The database of images has varying dimensions, which makes it challenging to use them as inputs for machine learning models. Therefore, in the first step of the proposed method, the dimensions of all samples have been changed to 200 × 200 pixels to achieve a unified structure for introducing these samples to the machine learning models. All images were resized using bicubic interpolation. This method was chosen to maintain image quality during resizing without cropping, ensuring that the entire content of the woodcut is preserved. After resizing the samples, the preprocessing process targets the description of images in the color system. The initial images are described in RGB format, where the pixels of each sample are represented by intensity values for each of the three color layers in the range of [0, + 255]. Color features are significant in identifying the artistic style of the artworks; however, the intensity feature, which is visually represented as brightness, can be disregarded. To eliminate features related to intensity, the color system of each image is first converted from RGB to HSI. This action isolates the intensity feature in a separate layer from the image. Next, the I layer in the converted image is removed so that each image is described using the two layers H and S. Doing this results in each image being represented in a matrix format of 2 × 200 × 200. The resulting set forms the input for the learning models in the second phase of the proposed method.

Image analysis by CNNs for predicting the time period and artistic style of the artwork

In the process of identifying the artistic style of Chinese woodcuts, the stacked ensemble will use three CNN models to analyze the pre-processed images. The first CNN model will predict the time period, and the other two will attempt to identify the related artistic style category of the Chinese woodcut by processing the hidden patterns in the image. These three models have a similar architecture in layers, but the details of hyperparameter configuration are different among them. Figure 3 shows the structure of layer arrangement in these three CNN models.

Fig. 3
figure 3

Layer Arrangement Structure in the CNN Models of the Proposed Stacked Ensemble.

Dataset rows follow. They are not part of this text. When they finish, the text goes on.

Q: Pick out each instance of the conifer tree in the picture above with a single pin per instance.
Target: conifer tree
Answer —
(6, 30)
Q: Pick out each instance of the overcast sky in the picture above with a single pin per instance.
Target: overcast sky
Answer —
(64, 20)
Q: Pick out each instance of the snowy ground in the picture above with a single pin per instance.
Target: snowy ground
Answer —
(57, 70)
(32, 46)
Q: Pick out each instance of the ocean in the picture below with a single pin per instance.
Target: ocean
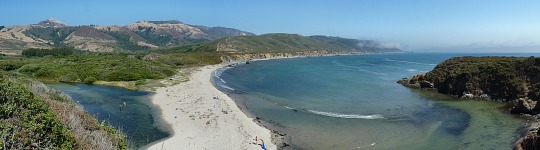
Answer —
(354, 102)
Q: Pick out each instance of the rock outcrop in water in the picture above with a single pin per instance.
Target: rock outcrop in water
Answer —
(506, 79)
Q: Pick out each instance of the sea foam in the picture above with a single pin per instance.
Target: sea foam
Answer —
(348, 116)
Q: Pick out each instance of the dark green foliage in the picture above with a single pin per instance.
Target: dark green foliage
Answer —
(63, 51)
(110, 67)
(282, 43)
(57, 35)
(191, 59)
(27, 123)
(203, 47)
(153, 38)
(499, 77)
(89, 80)
(124, 42)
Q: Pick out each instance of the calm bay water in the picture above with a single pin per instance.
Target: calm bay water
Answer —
(353, 102)
(136, 119)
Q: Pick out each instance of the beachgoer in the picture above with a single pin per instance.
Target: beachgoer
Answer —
(262, 145)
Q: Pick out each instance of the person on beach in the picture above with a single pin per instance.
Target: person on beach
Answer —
(262, 145)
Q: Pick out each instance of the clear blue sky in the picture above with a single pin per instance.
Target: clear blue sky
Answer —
(415, 25)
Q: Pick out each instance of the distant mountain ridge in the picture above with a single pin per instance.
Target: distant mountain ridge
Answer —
(285, 43)
(141, 35)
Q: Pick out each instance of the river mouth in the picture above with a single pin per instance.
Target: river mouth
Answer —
(129, 111)
(353, 102)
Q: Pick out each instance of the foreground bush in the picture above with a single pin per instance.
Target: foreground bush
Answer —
(26, 121)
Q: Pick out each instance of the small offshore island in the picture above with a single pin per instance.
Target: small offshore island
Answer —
(111, 56)
(514, 80)
(278, 75)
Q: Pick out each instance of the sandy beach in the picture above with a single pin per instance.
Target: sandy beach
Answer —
(202, 117)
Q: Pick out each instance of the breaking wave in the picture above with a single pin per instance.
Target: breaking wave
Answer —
(410, 62)
(348, 116)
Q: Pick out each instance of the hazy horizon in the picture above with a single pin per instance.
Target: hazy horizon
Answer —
(420, 26)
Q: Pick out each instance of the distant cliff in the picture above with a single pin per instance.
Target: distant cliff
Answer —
(242, 48)
(506, 79)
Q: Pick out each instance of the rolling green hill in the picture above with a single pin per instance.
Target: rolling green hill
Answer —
(280, 42)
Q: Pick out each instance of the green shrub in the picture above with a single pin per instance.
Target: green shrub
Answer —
(27, 121)
(90, 80)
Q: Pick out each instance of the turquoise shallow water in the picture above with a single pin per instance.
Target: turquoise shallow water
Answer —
(136, 119)
(353, 102)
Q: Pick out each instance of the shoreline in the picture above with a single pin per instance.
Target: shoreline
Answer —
(203, 117)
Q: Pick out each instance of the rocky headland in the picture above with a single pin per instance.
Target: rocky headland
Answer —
(513, 80)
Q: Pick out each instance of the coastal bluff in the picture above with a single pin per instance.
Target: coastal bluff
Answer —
(514, 80)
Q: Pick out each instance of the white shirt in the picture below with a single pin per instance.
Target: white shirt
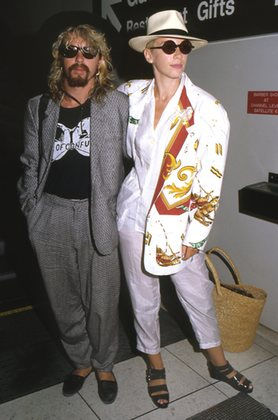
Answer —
(149, 146)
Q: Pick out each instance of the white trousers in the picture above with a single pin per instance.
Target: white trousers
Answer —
(193, 288)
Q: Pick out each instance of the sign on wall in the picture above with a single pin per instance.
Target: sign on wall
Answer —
(262, 102)
(209, 19)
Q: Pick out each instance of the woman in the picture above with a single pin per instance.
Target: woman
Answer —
(177, 137)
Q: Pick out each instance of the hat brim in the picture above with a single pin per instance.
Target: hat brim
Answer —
(139, 43)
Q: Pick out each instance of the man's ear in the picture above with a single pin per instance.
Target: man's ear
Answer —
(148, 55)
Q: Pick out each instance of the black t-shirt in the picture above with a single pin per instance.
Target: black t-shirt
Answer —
(69, 175)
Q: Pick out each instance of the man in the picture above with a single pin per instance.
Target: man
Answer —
(72, 173)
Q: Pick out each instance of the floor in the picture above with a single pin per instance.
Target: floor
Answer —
(191, 388)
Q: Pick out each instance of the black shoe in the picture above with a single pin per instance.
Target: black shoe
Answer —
(107, 390)
(72, 384)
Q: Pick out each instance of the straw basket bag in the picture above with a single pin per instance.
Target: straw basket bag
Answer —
(238, 306)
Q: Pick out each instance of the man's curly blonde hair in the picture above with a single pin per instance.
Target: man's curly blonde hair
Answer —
(93, 38)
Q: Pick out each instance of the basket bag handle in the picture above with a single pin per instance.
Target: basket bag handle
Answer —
(228, 262)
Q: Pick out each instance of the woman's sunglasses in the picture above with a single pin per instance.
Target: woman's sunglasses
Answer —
(70, 51)
(169, 47)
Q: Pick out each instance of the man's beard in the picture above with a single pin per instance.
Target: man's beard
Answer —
(77, 81)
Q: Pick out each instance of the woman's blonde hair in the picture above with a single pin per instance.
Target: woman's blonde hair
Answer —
(95, 39)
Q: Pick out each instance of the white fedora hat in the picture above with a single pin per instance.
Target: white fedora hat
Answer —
(168, 23)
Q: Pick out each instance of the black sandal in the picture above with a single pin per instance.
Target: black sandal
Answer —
(221, 372)
(153, 374)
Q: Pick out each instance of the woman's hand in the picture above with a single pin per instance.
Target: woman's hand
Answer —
(187, 252)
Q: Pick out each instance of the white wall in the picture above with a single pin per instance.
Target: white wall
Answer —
(229, 70)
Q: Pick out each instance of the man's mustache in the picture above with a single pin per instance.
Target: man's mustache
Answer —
(79, 66)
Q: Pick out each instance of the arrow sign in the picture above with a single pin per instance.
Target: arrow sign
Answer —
(108, 12)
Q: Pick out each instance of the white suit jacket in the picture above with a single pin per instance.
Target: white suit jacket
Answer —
(173, 190)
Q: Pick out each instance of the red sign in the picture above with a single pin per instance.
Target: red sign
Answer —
(263, 102)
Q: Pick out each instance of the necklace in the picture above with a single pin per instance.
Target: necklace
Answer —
(83, 132)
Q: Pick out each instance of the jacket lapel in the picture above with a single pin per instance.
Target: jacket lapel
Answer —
(96, 129)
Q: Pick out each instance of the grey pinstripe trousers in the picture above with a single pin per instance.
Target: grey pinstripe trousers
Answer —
(83, 286)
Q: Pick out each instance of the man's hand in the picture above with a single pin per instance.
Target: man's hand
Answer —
(188, 252)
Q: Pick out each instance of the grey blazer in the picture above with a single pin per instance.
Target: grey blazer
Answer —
(107, 132)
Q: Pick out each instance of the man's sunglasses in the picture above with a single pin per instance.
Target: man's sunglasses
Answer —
(169, 47)
(70, 51)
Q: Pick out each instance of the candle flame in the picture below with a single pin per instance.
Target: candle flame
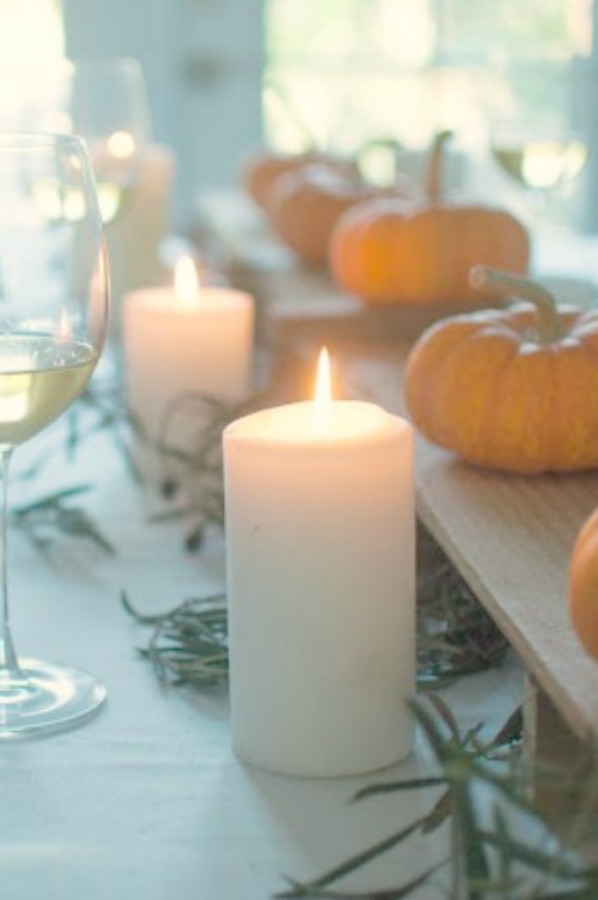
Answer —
(64, 331)
(121, 144)
(186, 281)
(322, 395)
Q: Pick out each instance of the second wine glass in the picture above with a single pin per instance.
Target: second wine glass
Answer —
(105, 102)
(53, 319)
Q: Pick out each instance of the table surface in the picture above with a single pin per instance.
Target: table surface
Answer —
(146, 800)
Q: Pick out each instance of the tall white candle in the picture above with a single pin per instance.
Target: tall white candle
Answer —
(320, 578)
(135, 236)
(185, 340)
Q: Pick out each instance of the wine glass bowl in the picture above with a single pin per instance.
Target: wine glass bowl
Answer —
(53, 320)
(539, 159)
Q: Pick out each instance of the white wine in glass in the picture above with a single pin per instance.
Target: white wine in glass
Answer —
(53, 320)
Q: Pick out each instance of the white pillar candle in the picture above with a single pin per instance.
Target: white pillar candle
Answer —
(135, 236)
(320, 529)
(182, 340)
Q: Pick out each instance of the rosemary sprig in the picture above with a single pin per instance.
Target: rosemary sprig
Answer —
(455, 635)
(489, 862)
(189, 644)
(52, 515)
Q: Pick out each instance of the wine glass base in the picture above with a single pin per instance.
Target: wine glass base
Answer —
(48, 698)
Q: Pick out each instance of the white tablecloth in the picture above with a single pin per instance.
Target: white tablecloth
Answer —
(146, 801)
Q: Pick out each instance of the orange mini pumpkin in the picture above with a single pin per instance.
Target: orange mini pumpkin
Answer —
(303, 207)
(259, 171)
(513, 389)
(391, 252)
(583, 585)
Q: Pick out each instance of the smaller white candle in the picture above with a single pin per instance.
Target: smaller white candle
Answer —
(186, 340)
(321, 587)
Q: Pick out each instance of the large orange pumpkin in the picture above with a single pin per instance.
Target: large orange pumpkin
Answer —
(303, 207)
(583, 585)
(513, 389)
(392, 252)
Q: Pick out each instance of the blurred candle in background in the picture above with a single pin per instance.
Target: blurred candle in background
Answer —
(320, 541)
(188, 339)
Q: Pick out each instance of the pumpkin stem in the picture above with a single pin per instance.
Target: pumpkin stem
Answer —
(433, 177)
(549, 327)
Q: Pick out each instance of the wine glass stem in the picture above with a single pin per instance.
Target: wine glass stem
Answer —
(9, 665)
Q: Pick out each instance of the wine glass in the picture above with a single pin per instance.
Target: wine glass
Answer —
(105, 102)
(53, 319)
(544, 156)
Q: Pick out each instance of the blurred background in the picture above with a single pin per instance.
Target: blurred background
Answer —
(227, 76)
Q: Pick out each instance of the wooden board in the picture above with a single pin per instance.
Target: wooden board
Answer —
(510, 537)
(296, 301)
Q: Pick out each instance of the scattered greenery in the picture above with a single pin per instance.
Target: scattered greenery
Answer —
(455, 636)
(489, 858)
(189, 644)
(53, 515)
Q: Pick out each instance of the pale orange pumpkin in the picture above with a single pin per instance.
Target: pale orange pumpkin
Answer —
(513, 389)
(583, 585)
(303, 207)
(259, 171)
(392, 252)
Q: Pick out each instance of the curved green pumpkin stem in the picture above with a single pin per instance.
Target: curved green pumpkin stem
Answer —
(548, 324)
(433, 177)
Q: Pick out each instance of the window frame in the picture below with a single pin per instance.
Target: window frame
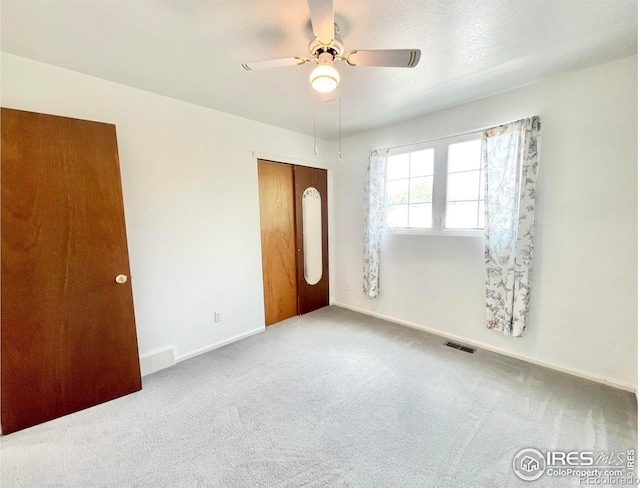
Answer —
(439, 196)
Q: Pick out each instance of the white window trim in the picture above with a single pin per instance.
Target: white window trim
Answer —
(439, 198)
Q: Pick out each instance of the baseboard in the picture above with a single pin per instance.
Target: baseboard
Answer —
(216, 345)
(481, 345)
(157, 360)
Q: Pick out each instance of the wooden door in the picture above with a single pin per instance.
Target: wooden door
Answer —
(277, 229)
(68, 331)
(311, 296)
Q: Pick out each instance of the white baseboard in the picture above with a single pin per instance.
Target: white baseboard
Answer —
(157, 360)
(216, 345)
(480, 345)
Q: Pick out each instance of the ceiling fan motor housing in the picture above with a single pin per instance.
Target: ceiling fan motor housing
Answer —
(335, 47)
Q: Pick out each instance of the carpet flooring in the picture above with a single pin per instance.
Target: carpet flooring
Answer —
(330, 399)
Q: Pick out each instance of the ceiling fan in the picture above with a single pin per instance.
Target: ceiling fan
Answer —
(326, 46)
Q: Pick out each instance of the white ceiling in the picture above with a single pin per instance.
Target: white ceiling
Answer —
(193, 50)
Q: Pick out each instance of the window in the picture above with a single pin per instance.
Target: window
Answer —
(437, 187)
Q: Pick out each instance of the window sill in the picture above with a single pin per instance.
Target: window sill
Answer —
(438, 232)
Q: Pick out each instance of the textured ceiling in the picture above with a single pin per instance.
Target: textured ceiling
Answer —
(193, 50)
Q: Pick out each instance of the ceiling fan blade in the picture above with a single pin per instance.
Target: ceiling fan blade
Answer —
(274, 63)
(322, 23)
(391, 58)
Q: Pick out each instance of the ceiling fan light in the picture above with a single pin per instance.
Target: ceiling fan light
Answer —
(324, 78)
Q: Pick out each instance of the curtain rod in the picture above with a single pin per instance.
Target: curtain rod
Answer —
(459, 134)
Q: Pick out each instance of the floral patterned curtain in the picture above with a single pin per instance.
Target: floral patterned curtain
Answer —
(510, 159)
(373, 219)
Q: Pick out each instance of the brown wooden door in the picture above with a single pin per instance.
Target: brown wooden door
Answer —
(277, 229)
(311, 297)
(68, 331)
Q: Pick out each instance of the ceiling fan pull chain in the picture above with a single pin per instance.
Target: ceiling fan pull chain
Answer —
(339, 125)
(313, 108)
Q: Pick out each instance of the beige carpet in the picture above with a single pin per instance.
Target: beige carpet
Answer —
(330, 399)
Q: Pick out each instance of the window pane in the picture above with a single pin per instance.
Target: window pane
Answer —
(462, 215)
(464, 156)
(420, 216)
(463, 186)
(422, 163)
(398, 167)
(421, 189)
(397, 215)
(397, 191)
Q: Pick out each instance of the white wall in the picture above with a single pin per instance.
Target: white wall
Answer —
(190, 189)
(584, 299)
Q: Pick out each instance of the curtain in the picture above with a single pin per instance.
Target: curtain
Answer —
(510, 161)
(374, 213)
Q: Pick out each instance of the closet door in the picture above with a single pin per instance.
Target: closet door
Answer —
(68, 331)
(277, 231)
(312, 241)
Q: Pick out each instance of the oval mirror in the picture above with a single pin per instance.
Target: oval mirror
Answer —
(312, 235)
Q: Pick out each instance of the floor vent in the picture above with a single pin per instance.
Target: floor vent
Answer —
(460, 347)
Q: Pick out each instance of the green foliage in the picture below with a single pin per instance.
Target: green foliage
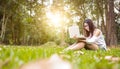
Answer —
(18, 55)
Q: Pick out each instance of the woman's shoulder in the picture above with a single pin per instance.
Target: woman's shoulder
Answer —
(97, 30)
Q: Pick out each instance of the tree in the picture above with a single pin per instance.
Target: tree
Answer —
(111, 38)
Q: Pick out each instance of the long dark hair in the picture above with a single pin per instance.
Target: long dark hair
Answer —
(91, 27)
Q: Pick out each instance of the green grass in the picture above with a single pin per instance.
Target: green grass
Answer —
(13, 56)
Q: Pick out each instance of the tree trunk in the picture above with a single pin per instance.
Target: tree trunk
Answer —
(4, 22)
(111, 38)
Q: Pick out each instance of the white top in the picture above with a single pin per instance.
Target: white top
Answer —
(99, 40)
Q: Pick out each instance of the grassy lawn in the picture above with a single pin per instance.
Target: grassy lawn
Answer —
(11, 57)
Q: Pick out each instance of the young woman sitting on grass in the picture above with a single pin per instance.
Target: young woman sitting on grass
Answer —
(94, 38)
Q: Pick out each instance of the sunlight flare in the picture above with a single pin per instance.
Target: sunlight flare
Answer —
(55, 19)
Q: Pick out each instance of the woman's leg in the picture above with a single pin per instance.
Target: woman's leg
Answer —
(92, 47)
(77, 46)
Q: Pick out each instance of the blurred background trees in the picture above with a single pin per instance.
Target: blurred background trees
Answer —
(35, 22)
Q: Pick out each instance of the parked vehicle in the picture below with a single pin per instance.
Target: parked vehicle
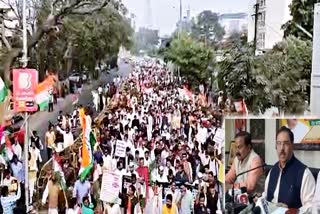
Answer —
(75, 77)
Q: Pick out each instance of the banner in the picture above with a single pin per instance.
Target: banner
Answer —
(304, 130)
(25, 81)
(219, 137)
(42, 91)
(121, 147)
(110, 186)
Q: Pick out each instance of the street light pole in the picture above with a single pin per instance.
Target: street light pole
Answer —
(24, 61)
(315, 74)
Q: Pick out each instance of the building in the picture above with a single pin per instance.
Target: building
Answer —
(6, 13)
(272, 15)
(233, 22)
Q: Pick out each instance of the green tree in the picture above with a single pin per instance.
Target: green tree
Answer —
(237, 76)
(302, 12)
(285, 74)
(206, 27)
(47, 42)
(192, 57)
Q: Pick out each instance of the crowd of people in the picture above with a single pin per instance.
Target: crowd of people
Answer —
(159, 139)
(288, 186)
(161, 142)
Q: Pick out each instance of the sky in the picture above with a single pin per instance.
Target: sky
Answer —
(165, 13)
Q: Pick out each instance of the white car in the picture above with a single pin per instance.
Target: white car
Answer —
(75, 77)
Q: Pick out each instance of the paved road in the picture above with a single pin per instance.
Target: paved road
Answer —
(40, 120)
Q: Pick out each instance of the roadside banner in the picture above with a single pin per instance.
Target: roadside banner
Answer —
(121, 147)
(110, 186)
(42, 92)
(25, 81)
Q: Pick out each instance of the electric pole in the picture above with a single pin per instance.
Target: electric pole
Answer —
(256, 19)
(315, 74)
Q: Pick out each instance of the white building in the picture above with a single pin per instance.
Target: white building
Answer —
(273, 14)
(233, 22)
(10, 14)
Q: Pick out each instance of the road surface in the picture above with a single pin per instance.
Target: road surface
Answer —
(40, 120)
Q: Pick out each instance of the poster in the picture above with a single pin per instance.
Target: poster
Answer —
(110, 186)
(304, 130)
(219, 137)
(24, 84)
(121, 147)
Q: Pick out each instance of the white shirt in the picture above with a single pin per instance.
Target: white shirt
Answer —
(316, 199)
(35, 152)
(67, 137)
(299, 132)
(17, 150)
(307, 190)
(115, 209)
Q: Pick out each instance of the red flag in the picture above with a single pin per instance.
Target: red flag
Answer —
(244, 108)
(144, 173)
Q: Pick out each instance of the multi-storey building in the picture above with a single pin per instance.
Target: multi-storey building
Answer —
(272, 15)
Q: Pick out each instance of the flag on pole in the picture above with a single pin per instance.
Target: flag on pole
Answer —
(3, 91)
(6, 147)
(57, 168)
(42, 92)
(88, 142)
(244, 108)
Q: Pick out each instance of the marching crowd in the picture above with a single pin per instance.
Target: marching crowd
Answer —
(160, 141)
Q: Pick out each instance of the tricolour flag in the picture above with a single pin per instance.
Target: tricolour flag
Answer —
(6, 147)
(88, 142)
(42, 92)
(57, 168)
(3, 91)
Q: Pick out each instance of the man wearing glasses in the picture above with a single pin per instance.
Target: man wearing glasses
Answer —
(290, 183)
(246, 159)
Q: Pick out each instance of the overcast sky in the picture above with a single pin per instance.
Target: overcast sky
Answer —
(165, 13)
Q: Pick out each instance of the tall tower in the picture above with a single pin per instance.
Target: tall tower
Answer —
(148, 15)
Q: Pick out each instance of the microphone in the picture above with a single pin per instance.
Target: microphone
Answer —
(256, 210)
(242, 173)
(263, 205)
(243, 198)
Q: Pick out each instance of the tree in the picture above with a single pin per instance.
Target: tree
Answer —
(302, 12)
(146, 40)
(237, 76)
(192, 57)
(50, 17)
(285, 74)
(97, 38)
(280, 78)
(207, 28)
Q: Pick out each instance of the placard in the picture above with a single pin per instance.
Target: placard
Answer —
(219, 136)
(25, 81)
(121, 147)
(110, 186)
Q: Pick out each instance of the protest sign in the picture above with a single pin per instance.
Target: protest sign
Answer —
(219, 136)
(110, 186)
(120, 148)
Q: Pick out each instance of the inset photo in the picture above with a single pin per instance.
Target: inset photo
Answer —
(272, 165)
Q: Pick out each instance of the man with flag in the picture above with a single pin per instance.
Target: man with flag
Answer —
(3, 91)
(51, 193)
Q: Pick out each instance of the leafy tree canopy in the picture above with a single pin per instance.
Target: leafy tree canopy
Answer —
(192, 57)
(206, 27)
(302, 12)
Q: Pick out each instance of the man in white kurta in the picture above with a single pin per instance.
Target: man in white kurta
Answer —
(316, 199)
(149, 127)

The two CNN models, CNN1 and CNN2, are fed with preprocessed images; thus, their layer architectures are two-dimensional. On the other hand, CNN3 differs in input from the other two models. This CNN obtains its input data through statistical features and GLCM extracted from the initial image; consequently, its overall architecture is one-dimensional.

According to Fig. 3, all three CNN models used in the proposed stacked ensemble consist of 5 convolutional blocks. The first CNN model (for predicting the time period of the artwork) and the second CNN model (for predicting the artistic style of the artwork) accept HS layers with dimensions of 200 × 200 as input. The activation layers of these two models include a combination of LeakyReLU and ReLU functions in various blocks. Additionally, the pooling layers of these two networks use max and average functions. Considering the nature of the output of each model, the first CNN includes 3 neurons in its output layer (corresponding to the time periods), while the second CNN includes 9 neurons in this layer (corresponding to the artistic styles). In contrast, the third CNN feeds on 265 features described by the statistical properties and GLCM of the image, using a combination of sigmoid and ReLU functions in its activation layers. All pooling layers in this model are of the max type, and the final layer includes 9 neurons for determining the artistic style of the artwork. The configuration of each model has been conducted independently using a grid search strategy. In this process, various values for hyperparameters, including dimensions and the number of filters in the convolutional layers, the type of activation function, the type of pooling layer, and the size of the fully connected layer (FC1), have been examined. The search range for the filter dimensions of the convolutions has been established as a set, while the search range for the number of filters in each layer has been defined accordingly. Possible options for the activation function parameters in the activation layers have been considered as \(\:\left\{ReLU,LeakyReLU,Sigmoid\right\}\). Additionally, during the grid search process, different scenarios for using \(\:\left\{max,average,global\right\}\) functions in the pooling layers of the CNN models have been examined. The most suitable configurations obtained for each CNN model in the proposed stacked ensemble are presented in Table 1.

Table 1 Layer configuration details in the CNN models of the proposed stacked ensemble.

It is worth mentioning that during the grid search process, the training parameters for each model, including the \(\:\left\{SGDM,\:Adam\right\}\)optimization algorithm and minimum batch sizes of \(\:\left\{\text{16,32,64,128}\right\}\) were also examined. Based on the search results, the use of the Adam optimizer for CNN models 2 and 3 and SGDM for CNN1 yielded the best training performance. Additionally, the minimum batch size for all three CNN models was set to 32.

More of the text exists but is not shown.